Technology's most and least reliable brands in '09

We asked 45,000 readers and found out which electronics companies you can really trust

Every year, consumers purchase millions of computers and peripherals. And every year, millions of those devices break down.

For anyone who plans to buy a piece of hardware, the overall reliability of a vendor's products and the quality of its service are important considerations. Unfortunately, much of the information that people use in deciding which product to buy is fragmentary and anecdotal--not the kind of data you'd want to base a three- or four-figure decision on.

To obtain some hard data about which vendors have done the best job over the past year, we recently polled approximately 45,000 visitors to PCWorld.com, asking them about the mechanical soundness of their tech products--laptop PCs, desktop PCs, HDTVs, digital cameras, and printers--and about the quality of the tech support they received when those products required service. For similar evaluations of smartphone vendors, see "The Smartphones You Can Rely On."

Perhaps the most surprising thing about our most recent survey results is how closely consumer opinions about reliability and service this year match those we reported last year (see "Product Reliability and After-Sale Service, 2008").

Once again, Apple and Canon were far and away the favorite brands in our survey, earning high marks across the board on measurements of both reliability and service. Apple won top honors in notebooks and desktop PCs, while Canon dominated the field in printers and cameras.

But a number of other companies made impressive gains. Vendors that enjoyed markedly improved ratings in their survey results over the past year include Toshiba among laptop makers, Sony in desktop PCs, Brother for printers, Pioneer among HDTV brands, and Nikon in cameras.

At the other end of the ladder, our list of cellar dwellers did not change much, either. Across the board and in every category we tracked where it had a significant presence, Hewlett-Packard ranked as the least-reliable manufacturer in the survey. Among manufacturers that experienced momentum in the wrong direction were Dell (which took a disappointing tumble in both laptop and desktop PC reliability), Sony (which sank in televisions), and Fujifilm (in cameras).

After watching HP turn in dismal results on our survey for the past several years, we asked what was happening. Why were our readers rating a top-tier company as subpar in reliability and support, year after year?

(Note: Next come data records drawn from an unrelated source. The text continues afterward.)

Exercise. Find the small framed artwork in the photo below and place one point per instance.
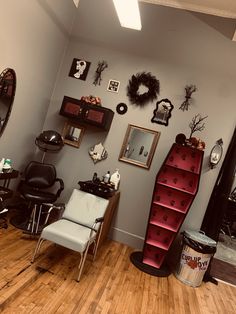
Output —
(72, 134)
(113, 86)
(162, 113)
(79, 69)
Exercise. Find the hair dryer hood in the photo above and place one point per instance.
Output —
(49, 141)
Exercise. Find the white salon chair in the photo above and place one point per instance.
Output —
(79, 227)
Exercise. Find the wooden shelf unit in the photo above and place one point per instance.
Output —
(176, 186)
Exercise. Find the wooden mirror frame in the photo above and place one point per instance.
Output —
(67, 137)
(7, 95)
(141, 150)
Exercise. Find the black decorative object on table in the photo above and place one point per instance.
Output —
(162, 113)
(149, 81)
(189, 89)
(97, 188)
(102, 65)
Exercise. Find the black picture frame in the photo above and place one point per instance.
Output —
(79, 69)
(162, 113)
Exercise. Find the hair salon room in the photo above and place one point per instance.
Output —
(117, 160)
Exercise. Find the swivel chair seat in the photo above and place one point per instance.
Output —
(38, 188)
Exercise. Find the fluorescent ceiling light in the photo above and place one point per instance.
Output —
(128, 13)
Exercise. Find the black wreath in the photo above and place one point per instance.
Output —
(147, 80)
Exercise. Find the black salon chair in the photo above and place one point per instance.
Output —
(40, 188)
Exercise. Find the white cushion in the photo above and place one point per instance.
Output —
(67, 234)
(84, 207)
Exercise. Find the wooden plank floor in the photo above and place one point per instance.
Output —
(109, 285)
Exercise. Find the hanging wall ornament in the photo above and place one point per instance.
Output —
(162, 113)
(79, 69)
(121, 108)
(102, 65)
(148, 81)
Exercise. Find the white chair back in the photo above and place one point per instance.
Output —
(84, 208)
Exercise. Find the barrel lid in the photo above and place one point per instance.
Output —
(200, 237)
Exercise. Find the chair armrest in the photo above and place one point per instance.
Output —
(61, 186)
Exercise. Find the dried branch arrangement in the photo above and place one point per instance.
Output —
(102, 65)
(196, 124)
(189, 89)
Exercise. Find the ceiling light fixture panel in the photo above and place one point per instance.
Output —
(128, 13)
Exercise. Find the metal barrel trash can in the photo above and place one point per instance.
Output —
(195, 257)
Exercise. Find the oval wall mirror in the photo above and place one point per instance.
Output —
(7, 94)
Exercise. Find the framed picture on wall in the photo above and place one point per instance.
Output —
(113, 86)
(79, 69)
(139, 146)
(72, 134)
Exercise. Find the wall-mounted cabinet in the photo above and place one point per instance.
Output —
(84, 113)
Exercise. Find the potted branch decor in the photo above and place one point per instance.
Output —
(196, 125)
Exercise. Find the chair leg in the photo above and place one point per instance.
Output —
(38, 246)
(81, 265)
(96, 243)
(38, 220)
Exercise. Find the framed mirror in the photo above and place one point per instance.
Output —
(7, 94)
(139, 146)
(72, 134)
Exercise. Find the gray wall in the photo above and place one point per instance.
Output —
(215, 98)
(33, 36)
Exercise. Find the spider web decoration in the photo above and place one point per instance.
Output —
(149, 81)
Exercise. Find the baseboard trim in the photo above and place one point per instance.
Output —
(127, 238)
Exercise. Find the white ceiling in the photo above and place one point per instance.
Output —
(223, 8)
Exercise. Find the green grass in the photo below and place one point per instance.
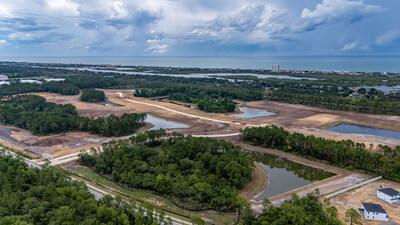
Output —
(139, 195)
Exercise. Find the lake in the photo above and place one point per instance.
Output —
(285, 175)
(248, 113)
(354, 129)
(362, 63)
(160, 123)
(385, 89)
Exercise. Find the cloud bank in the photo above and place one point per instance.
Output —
(168, 27)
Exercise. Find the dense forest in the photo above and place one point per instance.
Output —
(345, 153)
(49, 196)
(33, 113)
(300, 211)
(92, 95)
(331, 91)
(373, 102)
(196, 173)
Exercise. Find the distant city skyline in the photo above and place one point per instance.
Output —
(198, 28)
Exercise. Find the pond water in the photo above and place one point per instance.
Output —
(194, 75)
(354, 129)
(385, 89)
(252, 113)
(285, 175)
(160, 123)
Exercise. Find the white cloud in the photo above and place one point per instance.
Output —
(3, 43)
(157, 26)
(387, 38)
(156, 46)
(63, 7)
(350, 46)
(333, 11)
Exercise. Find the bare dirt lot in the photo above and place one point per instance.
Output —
(343, 178)
(313, 121)
(367, 193)
(295, 118)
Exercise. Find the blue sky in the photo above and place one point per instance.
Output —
(198, 28)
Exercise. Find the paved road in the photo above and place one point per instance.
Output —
(97, 193)
(189, 115)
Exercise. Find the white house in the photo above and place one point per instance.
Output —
(388, 195)
(373, 211)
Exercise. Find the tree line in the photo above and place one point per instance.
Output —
(216, 95)
(33, 113)
(195, 173)
(50, 196)
(345, 153)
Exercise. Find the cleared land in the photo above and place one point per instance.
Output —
(295, 118)
(367, 193)
(343, 178)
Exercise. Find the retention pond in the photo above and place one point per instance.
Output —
(160, 123)
(285, 175)
(354, 129)
(248, 113)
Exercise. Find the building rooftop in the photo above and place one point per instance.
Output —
(371, 207)
(389, 191)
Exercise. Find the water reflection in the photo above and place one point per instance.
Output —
(285, 175)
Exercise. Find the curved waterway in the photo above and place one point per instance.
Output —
(248, 113)
(354, 129)
(285, 175)
(160, 123)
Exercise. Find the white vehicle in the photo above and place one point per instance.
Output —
(373, 211)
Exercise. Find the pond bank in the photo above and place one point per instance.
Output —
(259, 182)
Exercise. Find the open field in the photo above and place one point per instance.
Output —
(259, 181)
(295, 118)
(367, 193)
(343, 178)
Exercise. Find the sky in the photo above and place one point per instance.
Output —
(199, 28)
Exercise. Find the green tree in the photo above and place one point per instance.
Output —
(353, 216)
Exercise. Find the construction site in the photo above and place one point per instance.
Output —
(63, 149)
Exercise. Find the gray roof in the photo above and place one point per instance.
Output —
(371, 207)
(389, 191)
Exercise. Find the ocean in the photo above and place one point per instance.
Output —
(327, 63)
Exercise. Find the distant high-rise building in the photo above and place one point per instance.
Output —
(275, 68)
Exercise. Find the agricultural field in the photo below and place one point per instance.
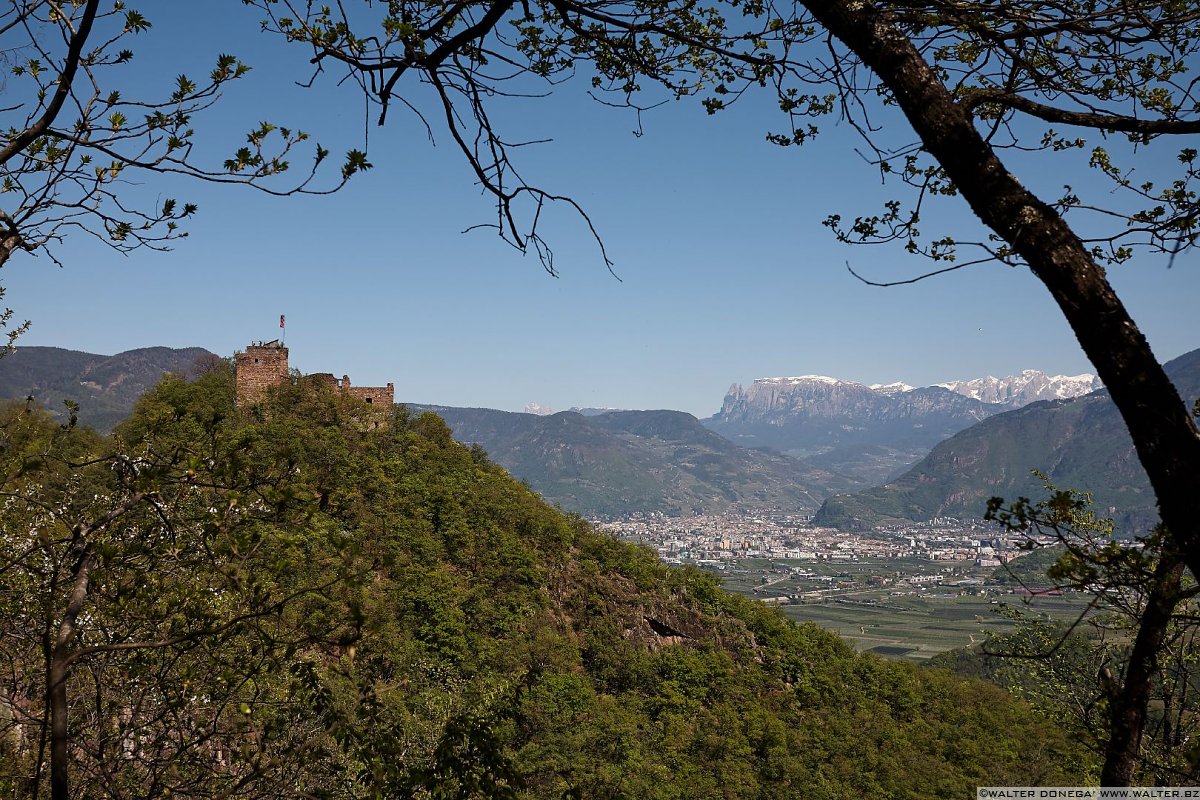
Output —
(876, 608)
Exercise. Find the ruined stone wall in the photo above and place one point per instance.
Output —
(258, 368)
(383, 396)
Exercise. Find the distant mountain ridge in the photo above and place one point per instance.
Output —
(873, 432)
(106, 386)
(618, 462)
(1080, 443)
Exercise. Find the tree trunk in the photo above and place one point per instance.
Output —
(1128, 705)
(57, 698)
(1163, 431)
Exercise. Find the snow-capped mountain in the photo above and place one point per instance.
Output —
(893, 389)
(1030, 386)
(868, 431)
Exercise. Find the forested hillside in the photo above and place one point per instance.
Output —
(103, 386)
(615, 463)
(1080, 443)
(307, 599)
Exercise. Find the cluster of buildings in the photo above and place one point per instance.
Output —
(730, 537)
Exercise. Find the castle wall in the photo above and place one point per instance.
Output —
(263, 366)
(258, 368)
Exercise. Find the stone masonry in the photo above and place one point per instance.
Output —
(265, 364)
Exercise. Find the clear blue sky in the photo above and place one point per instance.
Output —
(726, 272)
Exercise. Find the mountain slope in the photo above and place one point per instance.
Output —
(106, 386)
(1080, 444)
(814, 415)
(621, 462)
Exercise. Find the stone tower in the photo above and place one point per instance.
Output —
(261, 366)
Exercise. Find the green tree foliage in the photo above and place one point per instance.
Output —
(973, 82)
(1123, 678)
(298, 601)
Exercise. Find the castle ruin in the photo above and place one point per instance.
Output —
(265, 364)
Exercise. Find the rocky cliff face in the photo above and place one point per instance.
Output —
(622, 462)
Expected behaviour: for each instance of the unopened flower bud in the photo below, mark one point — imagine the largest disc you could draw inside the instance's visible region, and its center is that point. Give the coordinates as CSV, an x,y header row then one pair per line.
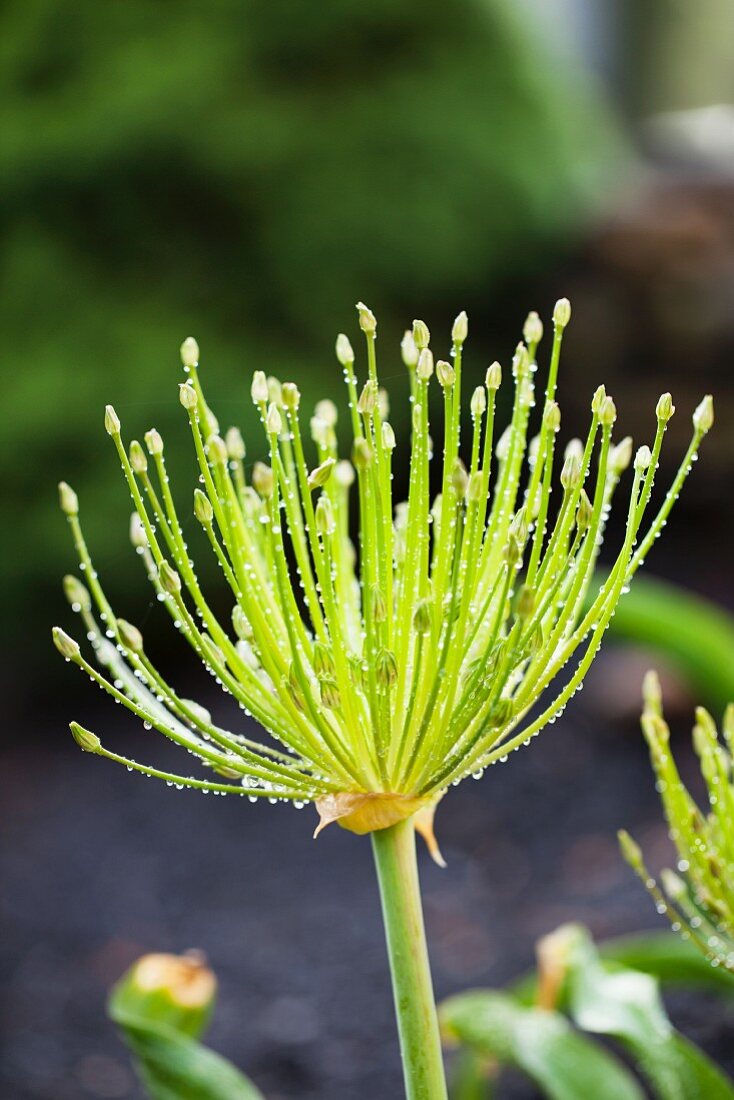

Jodi Schilling, vice president of HP's American customer support operations, says the company is aware of the issues and took measures in 2009 to rectify the situation. Schilling says, "We're trying to move to a leadership position in service and support, and that's taking a large investment and some time."

Schilling and Brent Potts, vice president of HP's Web support operation, say that the company is focusing on three key areas: the initial design of its products, the products' operational performance and reliability, and the way the company supports its products. The last of those seems to be getting most of the attention: HP says that it is ramping up its online FAQ archive, has radically expanded its forum-based support (where experts and users can get together to talk shop), has introduced video-based tutorials, and has built a new program called HP Ambassadors around a team of 50 experts who reach out directly to more-vocal customers (read: major bloggers) to help solve problems.

On the other hand, as welcome as those changes sound, HP has not announced plans to increase its staff of tech support representatives. Hiring additional reps would no doubt be expensive, but it might also fundamentally change the experience that HP's customers have when they call tech support for help.

Schilling says that the company's changes are already having a positive effect--one internal metric shows a 20 percent improvement in overall customer satisfaction in 2009--but she cautions that the cumulative effect of its various tweaks will take time to become visible in surveys like ours.